Вот порвавшиеся стропы уже на палубе «Декрета». Так и есть: разошлись концы стропов в сплетении (в сплесени). Для прочности все сплесени сжаты были железными жомами (струбцинками), но при натяжении стропы вытянулись до отказа, их диаметр стал меньше, струбцинки поэтому перестали работать на сжатие; они теперь свободно ходили по тросу, как кольцо по смазанному мылом пальцу. Причина расхождения сплесени: сердечник (центральная часть троса, стержень) должен быть не стальной, как здесь, а пеньковый, сталь прядей троса (проволок) должна быть более мягкой, чем здесь, иначе при сплетении конца с концом вместо трения, вместо въедания пряди в прядь получается вредное скольжение. Вывод: надо заменить старые стропы новыми, удовлетворяющими техническим условиям, добытым при опытной практике по подъему «Садко».
Значит, подъемным работам волей-неволей суждено затянуться. Но на лицах начальства на этот раз я не заметил никакого уныния. Напротив, в голосе сталь, в жестах упорство, в глазах вера в победный исход всего дела.
— Это ерунда, что сорвалось, — говорит Фотий Иванович. — Мы еще учимся. Такого типа работа — первый наш опыт. Но будьте уверены: «Садко» мы вырвем зубами. «Садко» будет наш!..
Мы облегченно вздохнули. Поверхность снова спокойного моря то здесь, то там змеилась белыми змейками: змейки крутились, шипели, плевались малыми брызгами. Это из всплывших шлангов выходил сжатый воздух.
Второй раз мы приехали в Кандалакшу вскоре после подъема «Садко». Погода теплая, тихая. Кой-где на темени гор белеют каймы недавнего снега. Воздух прозрачен. От Кандалакши прекрасно виден за пятнадцать верст остров Богомолиха, «Садко» и спасательный караван. Мы спешим туда на колхозном боте. Возле берега кажет круглую башку чернолобый тюлень. Он играет подобно дельфину, пускает круги и скрывается. Мы идем вперед. На нас надвигается сказка. Вот он, «Садко», драгоценный утопленник, столько лет пролежавший на дне. Впрочем, не был он мертв, он был лишь в летаргии.
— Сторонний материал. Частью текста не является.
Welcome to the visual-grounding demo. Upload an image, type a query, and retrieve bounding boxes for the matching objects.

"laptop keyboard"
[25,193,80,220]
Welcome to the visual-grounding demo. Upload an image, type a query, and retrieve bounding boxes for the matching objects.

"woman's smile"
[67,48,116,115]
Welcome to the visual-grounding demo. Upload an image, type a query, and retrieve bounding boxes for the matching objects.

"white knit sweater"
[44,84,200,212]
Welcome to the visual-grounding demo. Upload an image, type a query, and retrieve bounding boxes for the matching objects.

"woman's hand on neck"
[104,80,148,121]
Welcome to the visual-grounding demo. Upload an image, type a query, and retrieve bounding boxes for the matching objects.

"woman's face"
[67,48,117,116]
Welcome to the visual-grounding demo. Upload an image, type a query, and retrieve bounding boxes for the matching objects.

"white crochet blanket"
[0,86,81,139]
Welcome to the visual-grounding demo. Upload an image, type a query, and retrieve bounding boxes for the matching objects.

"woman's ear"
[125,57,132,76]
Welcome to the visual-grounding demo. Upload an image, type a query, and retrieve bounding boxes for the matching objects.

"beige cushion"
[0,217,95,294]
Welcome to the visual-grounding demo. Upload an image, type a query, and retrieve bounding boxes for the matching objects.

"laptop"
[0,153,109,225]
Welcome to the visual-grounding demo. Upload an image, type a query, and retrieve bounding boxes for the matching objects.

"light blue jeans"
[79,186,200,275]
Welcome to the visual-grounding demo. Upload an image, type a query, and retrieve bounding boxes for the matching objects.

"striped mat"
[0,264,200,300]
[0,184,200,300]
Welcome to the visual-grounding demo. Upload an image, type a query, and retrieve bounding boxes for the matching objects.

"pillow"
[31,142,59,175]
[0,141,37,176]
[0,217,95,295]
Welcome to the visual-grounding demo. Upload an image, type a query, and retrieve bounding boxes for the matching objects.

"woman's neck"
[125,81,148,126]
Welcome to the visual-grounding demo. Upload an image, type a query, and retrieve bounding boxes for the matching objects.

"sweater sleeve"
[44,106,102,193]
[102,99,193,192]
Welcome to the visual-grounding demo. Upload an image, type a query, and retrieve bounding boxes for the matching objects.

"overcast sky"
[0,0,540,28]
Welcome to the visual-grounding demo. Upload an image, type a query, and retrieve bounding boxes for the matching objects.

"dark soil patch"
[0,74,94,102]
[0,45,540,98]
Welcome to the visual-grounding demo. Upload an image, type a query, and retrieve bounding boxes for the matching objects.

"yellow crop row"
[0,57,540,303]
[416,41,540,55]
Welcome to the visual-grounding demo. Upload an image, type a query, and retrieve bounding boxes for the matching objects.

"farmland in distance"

И вот, подхваченный руками и знанием геркулесов-эпроновцев, он приподнят теперь из черных пучин Белого моря, он еще не проснулся совсем, он щурится, но грудью глядит уже в небо, в свет и простор. Он щурится, ничего не может понять: где губернатор, где монах в черной рясе, где все другие? Местность та же, но времена, но люди не те. Он вспоминает толчок, сильную боль, вздрог всего корпуса, распоротое брюхо свое, падение вниз и безмолвие. А это что за народ? Какие-то здоровые дяди с загорелыми лицами суетятся на нем и возле него. И еще какой-то небольшого роста человек: он, видимо, главный, он командует. Его называют «товарищ начальник». Что значит — товарищ? Ведь начальник одно, а товарищ — другое. Нет, ничего не может понять спасенный «Садко».
Карабкаемся по ужаснейшей веревочной лестнице — штормтрапу — на высокий борт «Декрета», она отвесно падает вниз и болтается. Это, я вам доложу, с непривычки акробатика трудная. Осматриваемся. Нас приглашают к обеду. Начальство любезное. Обед так себе. Фотий Иванович Крылов с нами. Угощает, шутит. Однако видно, что он очень переутомлен, силы надорваны. Ему нет сорока, а его густые, торчком, вихры над высоким лбом — с проседью. О Крылове надо много писать, его жизнь есть путь подлинного революционера и преданного строителя социализма. Он всегда на деле, всегда там, где требуется воодушевление, натиск, последний удар воедино собранных сил.
За обедом ведется живая беседа о том, как был поднят «Садко». После аварии с понтонами были поставлены новые стропы (тросы) из более мягкой стали и несколько толще старых. 14 октября, в половине четвертого, кормовым понтонам дано было полное дутье. Вдруг резко забила рында (звон в колокол), на поверхности воды дрогнули боковые вехи «Садко», а кормовая легла плашмя, вода пошла винтами, забурлила, пожелтела, запенилась белым валом, с глубин тяжело поднялась корма чудовища, облепленная ракушками, медузами, илом, водорослями. Присутствующих охватила лихорадочная оторопь и радость: сбросив с себя бурлящие каскады вскипевшей воды, корма остановилась, понтоны на месте, стропы и полотенца крепко держат тяжкий груз. Значит, наконец подъем совершен! «Садко» стоял в воде в наклон, он оперся носом в грунт, а корму выставил на поверхность. Спустились темные сумерки. Полный подъем отложен на завтра. На спасательной флотилии в эту тревожную ночь почти никто не спал. Лучи прожекторами освещали корму застывшего чудовища.